Jetzt hatte ich auch meine Idee für den nächsten Roman: in diesem Friedhof würde eine Leiche aufgefunden werden. Die Leiche eines Jungen, vielleicht siebzehn Jahre alt, möglicherweise ein Unfall oder Selbstmord. Bis eine Obduktion etwas anderes ergab: dass der junge Mann umgebracht wurde – ein begnadeter Klavierspieler und sogar Komponist. Dass er am Asperger-Syndrom gelitten hat, einer hochfunktionalen Form des Autismus. Jetzt hatte ich die Ingredienzen meines zweiten Krimis beisammen: den Tod, die Musik und psychische Devianzen. Genau jene drei Säulen, die „mein“ Wien am besten charakterisieren. Besonders für einen Krimi, der hier in diesem Friedhof (der in Wirklichkeit gar keiner war) begann und auch enden würde und damit einen Kreislauf beschrieb, den Kreislauf des Lebens und jenen des Todes.

…and to go on…

Der zweite Krimi war längst nicht so erfolgreich wie der erste. Aber das macht nichts. Ich habe ihn genauso gern geschrieben wie das Debüt, und obwohl er so düster, ja richtig schaurig geworden ist, finde ich ihn sehr treffend für Wien und die Gegenwart, in der wir leben. Der Markt hat es etwas anders gesehen. Die Leserinnen und Leser mochten nach der jahrelangen Pandemie nicht an die dunkelsten Seiten des Lebens. Hinweis: ein Krimi als Bestandteil der Unterhaltungsliteratur sollte vor allem marktfähig sein. Ein hohes Verkaufspotential haben. Das wollen die Verlage, die Agenten und Rezensenten: den nächsten Bestseller – und nichts anderes. Und warum sollte gerade ein Autor etwas dagegen haben?
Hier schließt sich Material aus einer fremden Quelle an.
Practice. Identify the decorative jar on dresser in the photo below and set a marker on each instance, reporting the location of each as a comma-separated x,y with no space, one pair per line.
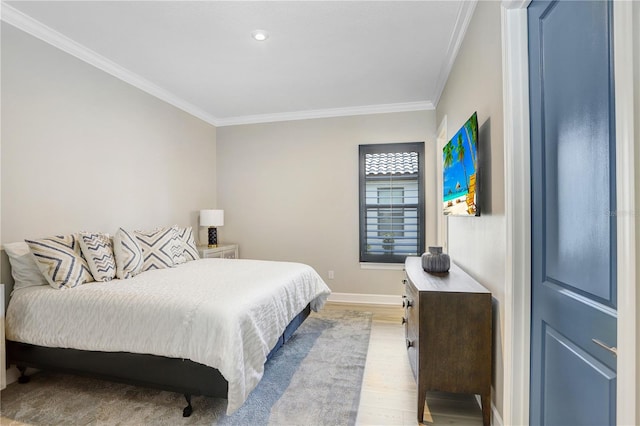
448,333
223,251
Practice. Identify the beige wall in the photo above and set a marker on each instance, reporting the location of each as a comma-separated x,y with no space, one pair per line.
290,191
636,69
81,150
478,244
Bevor es so weit ist, noch ein paar Worte zu meinem dritten Roman: „Pistentod in Lech“, der am 9.10.2024 wieder im Gmeiner-Verlag erscheint. Der erste Selikovsky-Krimi war „hard-boiled“, der zweite „spooky“ und der dritte Roman ist tatsächlich „funny“ geworden. Witzig geschrieben, mit einem – wie ich finde – fulminanten Finale. Und dennoch mit Tiefgang. Ein Krimi, der die mitunter erbarmungslose Konkurrenz zwischen zwei Skigebieten – in diesem Fall Lech und Ischgl – zum Inhalt hat.

Diesmal geht es allerdings nicht um ein Verbrechen. Oder etwa doch?! Ist alles so, wie es scheint? Oder doch vollkommen anders? Und sind das nicht jene Fragen, die auch alles andere einschließen – das ganze verwirrend scheinende Leben?

Wie auch immer: Gute Unterhaltung – and keep reading!